Before we get into this, please be aware that update statements are necessary to update data in the database. You absolutely want and need to use them.

However, there are times when you are running code that doesn’t update anything. Such query-only code should run in query mode.  Here, we are addressing the case where you accidentally run your query in update mode.

When you run in update mode MarkLogic will use reader and writer locks as needed. It can be easy to accidentally run a transaction in update mode. Doing so could have dire consequences to performance. Take for example this query:

for $doc in fn:doc()
where $doc/root/selected = true()

fn:doc(), when given no parameters, returns everything in the database. If this code gets run in update mode, then MarkLogic will assume that you plan to update documents, so it locks every single document returned by fn:doc(). And because write locks are exclusive, all multithreaded requests are forced to fight for locks. Lock contention is normal and expected, but it can degrade performance.
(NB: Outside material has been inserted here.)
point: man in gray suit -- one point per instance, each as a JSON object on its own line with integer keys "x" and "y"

Although a naive example, it illustrates the point. If you accidentally run code in update mode when you don’t really want to, then you can cause performance problems.

How do I know if I’m running in update mode?

Lucky for us, there is a nifty trick we can employ to throw an error if we are running in update mode when we want to be in query mode.

let $assert-query-mode as xs:unsignedLong := xdmp:request-timestamp()
for $doc in fn:doc()
where $doc/root/selected = true()

They key here is the “let” statement:

let $assert-query-mode as xs:unsignedLong := xdmp:request-timestamp()

xdmp:request-timest returns an xs:unsignedLong when running in query mode. But it returns empty-sequence() when running in update mode. This let statement, if run from an update transaction, will fail to cast empty-sequence() to xs:unsignedLong, and thus throws an exception.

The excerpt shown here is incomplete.